The ‘Finished’ Product

This solution is what I’ve been using lately. I’m hesitant to call it finished because like anything else, I’m always open to improvements. But this has been serving me well.


public class ArgumentValidator
{
   public virtual VerifyNonNull(T arg) where T : class
   {
      VerifyNonNull(arg, "Invalid argument or member.");
   }

   public virtual VerifyNonNull(T arg, string message) where T : class
   {
      if(arg == null)
      {
        throw new ArgumentNullException("MyClass precondition/invariant");
      }
   }
}

public class MyClass
{

  private ArgumentValidator _validator = new ArgumentValidator();
  public ArgumentValidator Validator { get { return _validator; } set { _validator = value ?? _validator; } }

  public Baz ClassBaz { get; set; }

  public void DoSomething(Foo foo, Bar bar)
  {
     _validator.VerifyNonNull(foo);
     _validator.VerifyNonNull(bar);
     VerifyOrThrow();
     //Get down to business using foo, bar, and baz
  }

  // This guy validates class invariants
  private void VerifyOrThrow()
  {
      _validator.VerifyNonNull(ClassBaz, "ClassBaz cannot be null!");
  }
}

With this scheme, you supply some kind of default validation behavior (and give clients the option to specify an exception message).
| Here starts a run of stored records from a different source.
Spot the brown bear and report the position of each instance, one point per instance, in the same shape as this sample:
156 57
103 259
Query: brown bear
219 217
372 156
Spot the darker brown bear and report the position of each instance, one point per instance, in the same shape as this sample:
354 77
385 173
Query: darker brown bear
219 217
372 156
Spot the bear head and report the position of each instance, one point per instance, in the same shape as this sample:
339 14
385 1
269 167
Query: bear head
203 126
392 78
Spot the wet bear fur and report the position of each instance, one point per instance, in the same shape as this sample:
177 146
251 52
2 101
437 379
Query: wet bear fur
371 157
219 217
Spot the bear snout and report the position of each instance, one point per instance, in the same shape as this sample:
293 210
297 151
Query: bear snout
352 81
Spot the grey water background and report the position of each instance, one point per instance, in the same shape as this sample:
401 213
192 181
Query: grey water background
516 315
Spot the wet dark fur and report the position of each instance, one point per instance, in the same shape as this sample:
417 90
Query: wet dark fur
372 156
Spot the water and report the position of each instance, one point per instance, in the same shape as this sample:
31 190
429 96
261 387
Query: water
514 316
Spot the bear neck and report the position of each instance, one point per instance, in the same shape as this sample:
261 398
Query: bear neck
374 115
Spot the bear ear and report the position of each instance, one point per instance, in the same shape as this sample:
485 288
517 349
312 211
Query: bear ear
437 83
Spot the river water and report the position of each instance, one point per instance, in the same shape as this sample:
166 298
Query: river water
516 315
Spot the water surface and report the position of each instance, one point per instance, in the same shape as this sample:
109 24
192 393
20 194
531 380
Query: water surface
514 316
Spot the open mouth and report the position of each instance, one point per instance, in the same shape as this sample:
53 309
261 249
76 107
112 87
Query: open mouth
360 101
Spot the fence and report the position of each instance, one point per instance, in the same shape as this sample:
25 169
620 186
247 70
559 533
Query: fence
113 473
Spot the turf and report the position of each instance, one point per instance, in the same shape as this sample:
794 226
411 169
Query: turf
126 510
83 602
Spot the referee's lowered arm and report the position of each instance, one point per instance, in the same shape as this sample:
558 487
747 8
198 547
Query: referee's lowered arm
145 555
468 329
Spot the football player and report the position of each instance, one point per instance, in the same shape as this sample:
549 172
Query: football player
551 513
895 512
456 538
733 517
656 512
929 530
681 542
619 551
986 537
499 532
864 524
Here, the default is to throw ArgumentNullException. But you can inherit from ArgumentValidator and do whatever you want. You could have a LoggingValidator that overrides the methods and writes to a log file. You could have an inheritor that throws a different kind of exception or one that supplies some kind of default (maybe creates a new T using Activator). And you can swap all of these in for one another on the fly (or allow clients to do the same, the way MyClass is), allowing context-dependent validation and mocking for test purposes.

Other Ideas

Another thought would be to have IArgumentValidator and a series of implementers. I didn’t choose to go this route, but I see nothing wrong with it whatsoever. I chose the inheritance model because I wanted to be sure there was some default behavior (without resorting to extension methods or other kinds of compiler trickery), but this could also be accomplished with an IArgumentValidator and a default implementer. It just puts a bit more burden on the clients, as they’ll need to know about the interface as well as know which implementation is the default (or, potentially, supply their own).

I’ve also, at times, added more methods to the validator. For instance, in one implementation, I have something called ISelfValidating for entity objects that allows them to express that they have a valid/invalid internal state, through an IsValid property. With that, I added a VerifyValid(ISelfValidating) method signature and threw exceptions on IsValid being false. I’ve also added something that verifies that strings are not null or empty. My only word of caution here would be to avoid making this validator do too much. If it comes down to it, you can group validation responsibilities into multiple kinds of validators with good internal cohesion.